Most people use password management tools like LastPass or Dashlane. A lot of these services have a free version, and most at least offer paid upgrades. But in today’s internet, hardly anything is safe. Companies like this are huge targets for hackers because all it would take is one data breach and you have one of the world’s largest databases of username/password combos on the planet.
There’s been a lot of talk going around on privacy, especially online, and some tech giants like Facebook and Google are being heavily criticized for their use.. and misuse of other people’s sensitive information. So yeah, we get it, big corporations are evil. But that still leaves us with this whole password management issue. If I can’t remember ten thousand unique and strong passwords, and I can’t store them with a giant, hack-able company, what do I do?
Enter KeePass. KeePass is one of the best password management tools I’ve ever come across. It’s technically a Windows-native program (.exe), but it can easily be run on any machine using a tool called Mono. I use this tool on my Chromebook (running Gallium OS) every day. What makes this tool awesome is that there is no managed database. There is no company. And best of all, there is no fee.

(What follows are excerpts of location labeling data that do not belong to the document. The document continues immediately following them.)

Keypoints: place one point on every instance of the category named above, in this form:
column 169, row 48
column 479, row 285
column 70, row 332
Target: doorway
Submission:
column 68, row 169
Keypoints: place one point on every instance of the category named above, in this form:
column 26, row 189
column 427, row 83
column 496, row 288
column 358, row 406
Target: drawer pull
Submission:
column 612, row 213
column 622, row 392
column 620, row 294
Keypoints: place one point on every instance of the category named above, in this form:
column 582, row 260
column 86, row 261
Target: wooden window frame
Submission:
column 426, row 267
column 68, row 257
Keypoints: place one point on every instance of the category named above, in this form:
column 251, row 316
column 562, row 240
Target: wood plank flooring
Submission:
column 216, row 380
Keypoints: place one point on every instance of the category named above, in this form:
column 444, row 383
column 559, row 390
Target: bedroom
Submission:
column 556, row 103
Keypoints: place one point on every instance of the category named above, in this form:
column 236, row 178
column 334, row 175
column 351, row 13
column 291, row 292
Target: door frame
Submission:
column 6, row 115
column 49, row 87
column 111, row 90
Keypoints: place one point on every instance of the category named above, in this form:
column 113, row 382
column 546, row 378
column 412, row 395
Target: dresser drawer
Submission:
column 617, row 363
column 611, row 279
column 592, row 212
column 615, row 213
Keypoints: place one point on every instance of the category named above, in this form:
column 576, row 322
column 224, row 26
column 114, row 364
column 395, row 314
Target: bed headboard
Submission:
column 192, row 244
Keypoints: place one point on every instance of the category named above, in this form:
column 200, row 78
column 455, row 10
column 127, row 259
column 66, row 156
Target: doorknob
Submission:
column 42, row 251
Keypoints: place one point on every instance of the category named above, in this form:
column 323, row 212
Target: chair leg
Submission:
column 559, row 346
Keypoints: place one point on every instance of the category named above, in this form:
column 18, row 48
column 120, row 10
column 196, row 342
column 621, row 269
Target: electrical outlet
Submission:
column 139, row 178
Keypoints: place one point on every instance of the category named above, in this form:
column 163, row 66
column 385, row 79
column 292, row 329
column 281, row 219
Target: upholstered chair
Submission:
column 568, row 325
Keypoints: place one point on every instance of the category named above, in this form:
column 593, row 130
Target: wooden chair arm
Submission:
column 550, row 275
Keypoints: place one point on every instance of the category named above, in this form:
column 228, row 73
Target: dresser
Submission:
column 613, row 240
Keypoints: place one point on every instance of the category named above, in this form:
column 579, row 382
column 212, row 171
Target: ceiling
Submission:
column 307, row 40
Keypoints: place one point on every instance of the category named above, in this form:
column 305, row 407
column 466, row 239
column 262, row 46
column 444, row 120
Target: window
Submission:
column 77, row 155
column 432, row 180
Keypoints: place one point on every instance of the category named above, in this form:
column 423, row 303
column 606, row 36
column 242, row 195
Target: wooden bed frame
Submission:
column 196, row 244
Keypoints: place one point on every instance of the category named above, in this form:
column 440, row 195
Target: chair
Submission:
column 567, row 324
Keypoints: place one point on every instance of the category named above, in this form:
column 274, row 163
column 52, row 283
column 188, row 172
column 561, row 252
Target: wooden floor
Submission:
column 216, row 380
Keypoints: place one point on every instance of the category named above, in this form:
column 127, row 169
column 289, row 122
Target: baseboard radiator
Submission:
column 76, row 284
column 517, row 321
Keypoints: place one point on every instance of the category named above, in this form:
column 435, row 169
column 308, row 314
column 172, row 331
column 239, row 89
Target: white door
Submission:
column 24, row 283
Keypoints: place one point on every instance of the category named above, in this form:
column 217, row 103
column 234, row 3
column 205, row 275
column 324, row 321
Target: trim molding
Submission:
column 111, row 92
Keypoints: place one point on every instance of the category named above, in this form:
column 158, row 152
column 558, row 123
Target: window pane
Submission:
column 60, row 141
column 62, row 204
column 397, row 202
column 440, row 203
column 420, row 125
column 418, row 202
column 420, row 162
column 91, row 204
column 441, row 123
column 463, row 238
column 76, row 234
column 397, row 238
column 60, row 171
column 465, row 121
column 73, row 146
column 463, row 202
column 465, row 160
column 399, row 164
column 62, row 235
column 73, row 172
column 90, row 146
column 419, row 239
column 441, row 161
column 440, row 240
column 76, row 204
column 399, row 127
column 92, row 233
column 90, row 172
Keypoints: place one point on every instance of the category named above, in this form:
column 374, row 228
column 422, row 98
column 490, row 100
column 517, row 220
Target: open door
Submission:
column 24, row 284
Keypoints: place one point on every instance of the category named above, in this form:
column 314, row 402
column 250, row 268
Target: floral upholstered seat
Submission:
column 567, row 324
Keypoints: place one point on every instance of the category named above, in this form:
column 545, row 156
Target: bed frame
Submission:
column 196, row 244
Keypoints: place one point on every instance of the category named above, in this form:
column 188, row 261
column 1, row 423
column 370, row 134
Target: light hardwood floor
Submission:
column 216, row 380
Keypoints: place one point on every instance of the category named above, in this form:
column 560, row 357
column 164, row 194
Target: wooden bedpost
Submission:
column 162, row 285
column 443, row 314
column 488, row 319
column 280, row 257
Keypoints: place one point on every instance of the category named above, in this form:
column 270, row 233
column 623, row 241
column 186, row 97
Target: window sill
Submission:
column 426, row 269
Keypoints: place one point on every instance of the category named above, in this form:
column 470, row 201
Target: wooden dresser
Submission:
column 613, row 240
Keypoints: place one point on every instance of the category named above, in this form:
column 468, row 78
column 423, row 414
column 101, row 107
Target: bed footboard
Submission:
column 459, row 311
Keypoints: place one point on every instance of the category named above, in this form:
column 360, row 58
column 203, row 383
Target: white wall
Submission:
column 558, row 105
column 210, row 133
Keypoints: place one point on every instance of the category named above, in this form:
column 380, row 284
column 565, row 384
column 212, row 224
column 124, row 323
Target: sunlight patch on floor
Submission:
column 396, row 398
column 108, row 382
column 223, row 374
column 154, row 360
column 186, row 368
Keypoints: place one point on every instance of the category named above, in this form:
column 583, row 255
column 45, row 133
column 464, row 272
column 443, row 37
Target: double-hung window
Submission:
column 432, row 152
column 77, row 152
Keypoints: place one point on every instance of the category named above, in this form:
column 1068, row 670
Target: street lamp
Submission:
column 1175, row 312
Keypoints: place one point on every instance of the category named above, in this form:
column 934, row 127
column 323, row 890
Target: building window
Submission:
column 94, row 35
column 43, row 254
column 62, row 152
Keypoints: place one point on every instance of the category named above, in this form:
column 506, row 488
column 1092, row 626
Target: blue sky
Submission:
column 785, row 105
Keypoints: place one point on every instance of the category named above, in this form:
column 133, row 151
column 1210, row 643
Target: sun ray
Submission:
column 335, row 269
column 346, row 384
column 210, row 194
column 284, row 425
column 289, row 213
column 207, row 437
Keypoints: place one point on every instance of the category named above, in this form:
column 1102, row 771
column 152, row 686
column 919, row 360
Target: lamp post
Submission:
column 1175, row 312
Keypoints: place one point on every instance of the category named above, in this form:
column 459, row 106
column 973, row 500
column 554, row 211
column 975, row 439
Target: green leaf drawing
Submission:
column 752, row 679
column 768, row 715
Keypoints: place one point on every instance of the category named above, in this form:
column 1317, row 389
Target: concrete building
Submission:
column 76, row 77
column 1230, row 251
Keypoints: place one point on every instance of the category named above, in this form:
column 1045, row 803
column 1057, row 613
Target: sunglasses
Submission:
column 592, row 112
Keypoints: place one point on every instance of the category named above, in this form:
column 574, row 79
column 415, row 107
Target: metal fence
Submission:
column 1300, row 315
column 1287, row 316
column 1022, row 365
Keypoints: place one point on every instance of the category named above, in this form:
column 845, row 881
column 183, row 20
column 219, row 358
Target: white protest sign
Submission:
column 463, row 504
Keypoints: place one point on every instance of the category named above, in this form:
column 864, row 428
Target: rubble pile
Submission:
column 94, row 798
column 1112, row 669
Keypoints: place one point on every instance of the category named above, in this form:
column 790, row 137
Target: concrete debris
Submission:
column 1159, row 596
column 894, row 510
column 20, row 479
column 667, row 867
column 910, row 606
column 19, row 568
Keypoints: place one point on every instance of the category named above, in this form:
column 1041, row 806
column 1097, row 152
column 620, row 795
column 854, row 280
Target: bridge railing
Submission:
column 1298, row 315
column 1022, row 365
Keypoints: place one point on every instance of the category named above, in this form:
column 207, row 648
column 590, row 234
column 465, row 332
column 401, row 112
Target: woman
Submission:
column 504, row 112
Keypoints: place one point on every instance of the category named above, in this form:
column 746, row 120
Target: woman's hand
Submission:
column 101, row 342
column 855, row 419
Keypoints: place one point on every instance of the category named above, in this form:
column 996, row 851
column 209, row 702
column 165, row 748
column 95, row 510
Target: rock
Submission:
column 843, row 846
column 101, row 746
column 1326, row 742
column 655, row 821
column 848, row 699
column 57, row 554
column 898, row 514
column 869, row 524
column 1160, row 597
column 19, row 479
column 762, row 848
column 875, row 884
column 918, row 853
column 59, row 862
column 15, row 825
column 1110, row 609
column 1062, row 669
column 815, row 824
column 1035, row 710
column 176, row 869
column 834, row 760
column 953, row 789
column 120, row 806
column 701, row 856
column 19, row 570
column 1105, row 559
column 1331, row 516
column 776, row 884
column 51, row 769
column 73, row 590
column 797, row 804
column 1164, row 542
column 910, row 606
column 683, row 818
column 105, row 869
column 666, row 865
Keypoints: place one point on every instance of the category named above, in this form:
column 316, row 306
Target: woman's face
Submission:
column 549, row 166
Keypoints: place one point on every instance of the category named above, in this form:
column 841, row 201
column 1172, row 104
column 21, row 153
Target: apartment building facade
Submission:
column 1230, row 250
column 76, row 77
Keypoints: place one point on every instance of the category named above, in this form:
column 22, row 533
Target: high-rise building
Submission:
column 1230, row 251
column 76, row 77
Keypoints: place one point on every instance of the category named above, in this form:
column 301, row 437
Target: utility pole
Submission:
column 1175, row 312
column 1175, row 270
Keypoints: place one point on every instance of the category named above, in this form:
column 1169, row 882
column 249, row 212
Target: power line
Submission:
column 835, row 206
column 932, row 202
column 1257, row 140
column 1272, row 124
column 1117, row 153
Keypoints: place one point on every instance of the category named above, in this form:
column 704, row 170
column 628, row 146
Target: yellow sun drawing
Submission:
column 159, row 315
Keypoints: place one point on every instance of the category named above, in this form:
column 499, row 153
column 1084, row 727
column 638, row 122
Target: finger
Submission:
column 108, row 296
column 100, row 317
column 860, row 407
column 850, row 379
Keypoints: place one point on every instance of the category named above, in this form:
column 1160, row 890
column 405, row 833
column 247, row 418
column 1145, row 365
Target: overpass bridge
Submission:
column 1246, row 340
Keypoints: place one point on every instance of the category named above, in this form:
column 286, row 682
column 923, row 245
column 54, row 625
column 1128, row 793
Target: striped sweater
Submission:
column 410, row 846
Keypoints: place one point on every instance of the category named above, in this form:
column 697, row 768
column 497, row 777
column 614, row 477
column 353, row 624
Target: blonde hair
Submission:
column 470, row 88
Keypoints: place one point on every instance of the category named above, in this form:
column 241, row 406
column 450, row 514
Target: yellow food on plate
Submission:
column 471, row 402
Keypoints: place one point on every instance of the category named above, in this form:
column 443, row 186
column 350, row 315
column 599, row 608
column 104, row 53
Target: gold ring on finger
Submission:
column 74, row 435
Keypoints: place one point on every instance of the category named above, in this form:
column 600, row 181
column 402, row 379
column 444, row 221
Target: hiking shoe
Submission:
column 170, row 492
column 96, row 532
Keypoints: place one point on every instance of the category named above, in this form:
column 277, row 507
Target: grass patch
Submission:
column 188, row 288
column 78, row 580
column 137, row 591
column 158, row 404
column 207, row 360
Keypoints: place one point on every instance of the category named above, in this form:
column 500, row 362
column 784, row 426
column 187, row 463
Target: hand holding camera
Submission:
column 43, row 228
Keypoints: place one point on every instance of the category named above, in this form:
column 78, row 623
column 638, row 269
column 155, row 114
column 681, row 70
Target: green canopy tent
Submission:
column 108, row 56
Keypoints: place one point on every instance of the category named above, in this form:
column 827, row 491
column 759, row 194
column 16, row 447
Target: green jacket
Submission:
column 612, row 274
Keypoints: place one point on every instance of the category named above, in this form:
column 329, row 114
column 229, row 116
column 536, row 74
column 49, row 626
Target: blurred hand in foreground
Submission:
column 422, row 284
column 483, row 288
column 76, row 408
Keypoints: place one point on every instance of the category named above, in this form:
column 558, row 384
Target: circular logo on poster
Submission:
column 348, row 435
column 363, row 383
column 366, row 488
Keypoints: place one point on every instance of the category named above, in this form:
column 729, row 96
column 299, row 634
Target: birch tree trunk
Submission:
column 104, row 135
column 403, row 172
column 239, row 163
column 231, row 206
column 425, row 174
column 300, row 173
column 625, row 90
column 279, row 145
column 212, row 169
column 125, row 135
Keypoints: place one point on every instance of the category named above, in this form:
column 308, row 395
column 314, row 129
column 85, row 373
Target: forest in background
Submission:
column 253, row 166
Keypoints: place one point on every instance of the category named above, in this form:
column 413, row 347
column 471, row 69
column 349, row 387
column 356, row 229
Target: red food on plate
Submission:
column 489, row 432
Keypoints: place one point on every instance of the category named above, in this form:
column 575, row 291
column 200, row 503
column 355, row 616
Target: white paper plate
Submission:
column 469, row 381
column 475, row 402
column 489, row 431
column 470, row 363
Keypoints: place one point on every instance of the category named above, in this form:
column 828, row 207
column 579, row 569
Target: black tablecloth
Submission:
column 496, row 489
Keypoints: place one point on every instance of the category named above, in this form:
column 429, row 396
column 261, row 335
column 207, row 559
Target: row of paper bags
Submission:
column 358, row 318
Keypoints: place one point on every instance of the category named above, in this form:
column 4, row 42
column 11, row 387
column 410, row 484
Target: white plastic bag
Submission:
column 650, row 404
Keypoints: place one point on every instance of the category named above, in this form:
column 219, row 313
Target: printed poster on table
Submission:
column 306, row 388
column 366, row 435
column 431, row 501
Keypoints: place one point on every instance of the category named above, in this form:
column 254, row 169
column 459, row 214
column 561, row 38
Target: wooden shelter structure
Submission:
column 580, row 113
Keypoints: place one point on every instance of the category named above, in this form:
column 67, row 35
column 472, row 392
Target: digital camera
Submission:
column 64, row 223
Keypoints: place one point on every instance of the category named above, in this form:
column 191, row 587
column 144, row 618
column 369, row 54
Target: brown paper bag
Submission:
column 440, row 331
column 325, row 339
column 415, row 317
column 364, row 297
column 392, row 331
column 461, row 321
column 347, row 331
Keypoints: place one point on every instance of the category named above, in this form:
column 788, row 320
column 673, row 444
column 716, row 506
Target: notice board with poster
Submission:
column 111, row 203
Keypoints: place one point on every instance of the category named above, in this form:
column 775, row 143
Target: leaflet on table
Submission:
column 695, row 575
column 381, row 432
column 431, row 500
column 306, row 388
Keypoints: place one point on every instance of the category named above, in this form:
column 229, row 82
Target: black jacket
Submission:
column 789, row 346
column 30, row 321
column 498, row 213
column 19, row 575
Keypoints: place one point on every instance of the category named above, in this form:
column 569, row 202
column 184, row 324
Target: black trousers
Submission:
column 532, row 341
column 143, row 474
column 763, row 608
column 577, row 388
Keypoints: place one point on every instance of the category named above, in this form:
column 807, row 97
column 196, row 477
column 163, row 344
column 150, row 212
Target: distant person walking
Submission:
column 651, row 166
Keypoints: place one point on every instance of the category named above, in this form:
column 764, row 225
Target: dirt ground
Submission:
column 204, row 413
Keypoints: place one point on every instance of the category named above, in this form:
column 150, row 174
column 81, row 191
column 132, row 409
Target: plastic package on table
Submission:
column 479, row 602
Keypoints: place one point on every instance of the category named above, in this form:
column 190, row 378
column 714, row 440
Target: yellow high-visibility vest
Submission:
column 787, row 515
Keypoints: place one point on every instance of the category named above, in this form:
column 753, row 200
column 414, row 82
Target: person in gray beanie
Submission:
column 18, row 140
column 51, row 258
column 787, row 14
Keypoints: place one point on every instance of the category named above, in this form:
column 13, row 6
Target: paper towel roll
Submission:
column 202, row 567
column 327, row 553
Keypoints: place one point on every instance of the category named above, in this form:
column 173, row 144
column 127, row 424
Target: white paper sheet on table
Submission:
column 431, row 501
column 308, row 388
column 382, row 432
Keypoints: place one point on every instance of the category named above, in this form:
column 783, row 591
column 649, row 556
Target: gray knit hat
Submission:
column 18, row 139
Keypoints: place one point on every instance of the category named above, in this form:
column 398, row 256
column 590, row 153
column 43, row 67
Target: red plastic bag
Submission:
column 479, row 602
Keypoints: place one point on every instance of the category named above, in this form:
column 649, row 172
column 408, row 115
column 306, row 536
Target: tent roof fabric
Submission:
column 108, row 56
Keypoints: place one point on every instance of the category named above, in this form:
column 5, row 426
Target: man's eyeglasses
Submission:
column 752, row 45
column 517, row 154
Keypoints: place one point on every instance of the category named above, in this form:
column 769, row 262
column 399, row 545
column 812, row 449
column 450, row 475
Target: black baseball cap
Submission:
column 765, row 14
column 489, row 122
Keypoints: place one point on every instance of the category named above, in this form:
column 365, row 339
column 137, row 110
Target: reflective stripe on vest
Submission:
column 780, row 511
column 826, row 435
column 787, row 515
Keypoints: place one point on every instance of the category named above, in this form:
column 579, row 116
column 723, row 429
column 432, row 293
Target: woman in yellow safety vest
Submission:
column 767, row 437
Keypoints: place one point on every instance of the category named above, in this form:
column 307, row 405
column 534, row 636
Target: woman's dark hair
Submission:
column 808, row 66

KeePass is a completely free tool to manage all your passwords across all sites and even desktop applications and anything else you may need to log into. Unlike LastPass or Dashlane which are designed around managing your online accounts, KeePass manages your login credentials for anything. So instead of being limited to online accounts, you can simply generate insanely strong passwords and customize the number and type of characters used to match any password requirements, and paste them anywhere.
I use BitBucket to backup code that I’m working on, and before I can push code up to that repository, I need to provide my password… in the terminal. With LastPass, you’d have to log in to your LastPass account, scroll until you find the account you’re looking for, reveal passwords, copy… it’s a lot. And it requires you to be online. What if you need to log into a local network or a piece of software that’s offline? What if you need to unlock an encrypted file? KeePass has you covered.
Even more features:
KeePass also has a ‘notes’ section for each entry. This allows you can add required information in addition to your username/email and password. Some accounts, especially banking or loan servicing sites, require things like security questions, additional account PIN numbers that are different from your password, and any other pertinent information associated with your account. The ‘notes’ section is a great tool to keep track of all that extra information.
KeePass keeps all your login credentials in a single, encrypted database file. And even better, you can back up this file anywhere. Publicly, privately, whatever. You only need one password to unlock your own personal database. And KeePass is so flexible you can run it from a USB stick. Just plug it into the computer you’re using, run KeePass, unlock your database file, and boom. There’s your credentials library. Close it down, eject the drive, and leave no trace that you were ever there.